Morris also made a distinctive contribution to the development of Marxist ideas, for example on the nature of work and on the vision of a classless, communist society. But arguably his most significant contribution – and certainly one with great contemporary relevance, was his conception of a socialist ecology.

Morris’ ideas have long been recognised in this respect. In his Introduction to Political Writings of William Morris, the Stalinist historian AL Morton wrote: “The working out of a truly self-renewing ecological basis for the earth may well be the next great task before humanity, a task impossible for capitalism, possible though still not easy through Socialism.

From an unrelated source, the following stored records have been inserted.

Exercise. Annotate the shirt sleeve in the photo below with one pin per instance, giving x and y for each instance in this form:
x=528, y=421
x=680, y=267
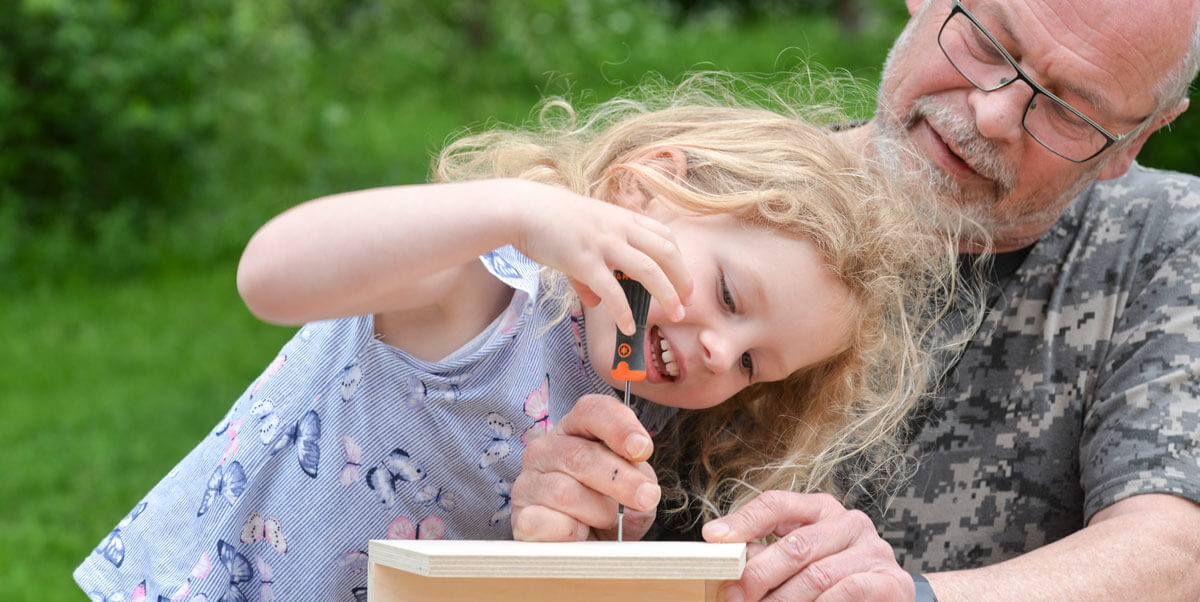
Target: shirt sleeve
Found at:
x=1141, y=431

The profound wisdom of Morris can be of immense value to us in attempting it.” (1973 p.30)

In this respect Morris was a pioneer and an innovator – he evolved from conservationism to integrate ecology within a Marxist framework. His views have much to teach us today in our age of climactic convulsion.

Morris had a lifelong commitment to the conservation of the built and rural environment. Looking back on his life of more than sixty years, Morris told the Daily Chronicle (23 April 1895) of his childhood, growing up near Epping Forest and exploring the Essex river marshes: “I was always a lover of the sad lowland country”, “with the great domed line of the sky, and the sun shining down.” (Paul Thompson, The Work of William Morris, 1991 p.6)

In 1854 at the age of 20, Morris travelled through Northern France. The historian Paul Thompson argues that this experience shaped the future landscape of his socialist novel set in the classless, communist future, News from Nowhere. Morris wrote detailed descriptions of the fields and attacked the need to travel there by “a nasty, brimstone, noisy, shrieking railway train… verily railways are ABOMINATIONS”. (1991 p.8)

Morris later joined the fight to preserve Epping Forest from railway schemes, which were finally defeated between 1880 and 1883. He was active in the Commons Preservation Society in the late 1870s and early 1880s. The Society was responsible for legislation obliging landowners to take account of the public interest, and for the preservation of public spaces such as Wimbledon Common and Hampstead Heath. He was also active in the Kyrle Societies, an early urban environmental pressure group founded in 1875. More famously, he was a founder and committee member of the Society for the Protection of Ancient Buildings (SPAB), known as Anti-Scrape. (Paul Thompson 1991 pp.8-10)

In March 1882, Morris supported a campaign against the London and South Western Spring Water Company sinking a well at Carshalton, which would have greatly affected the flow of the River Wandle. In the same month he added his name to a petition opposing the Submarine Railway Company's plan to build a Channel Tunnel.